The next task is about using HathiTrust vs. Gutenberg dataset to quantify error rates (A Prototype Gutenberg-HathiTrust Sentence-level Parallel Corpus for OCR Error Analysis: Pilot Investigations, Ming). This approach helped us to quantify how well OCR transfers information. In this approach, we get the text from the same document both in HaitiTrust (images, PDFs, OCRed data) and Gutenberg (human typed in the ground truth). We have tried both word error rate and character error rate on these different datasets.
The outcome of this is we discovered the OCR data has a high chance of having a character-level error rate (CER).
Our last approach, which we did not quite finish, was to use a python module written in C named ocr-post-correction for training and testing models for spell and grammar checks (https://github.com/shrutirij/ocr-post-correction) . As the procedure, we split the document into train sets and test sets. As this is supervised machine learning, we used the dataset with the HathiTrust part as train input data, while we use Gutenberg as the train output data. Then we intended to test some of the HathiTrust data to see how well this method runs. Unfortunately, we were not able to implement the full training procedure as GPU training was not fully supported with the current codebase on Google Colab. .

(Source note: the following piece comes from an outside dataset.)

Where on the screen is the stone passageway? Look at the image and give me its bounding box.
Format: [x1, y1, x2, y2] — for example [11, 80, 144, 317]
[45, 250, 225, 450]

Conclusion and Future Works
With our semester’s individual research about OCR and the method of post-OCR data, we have interacted with different types of correctors modules in Python for minimizing error in OCRed text. These methods are helpful in making OCR data more correct, while they all have some ways to improve. So to digitize a larger corpus of documentation, we still need to work on implementing different deep learning models and methods for OCR correction.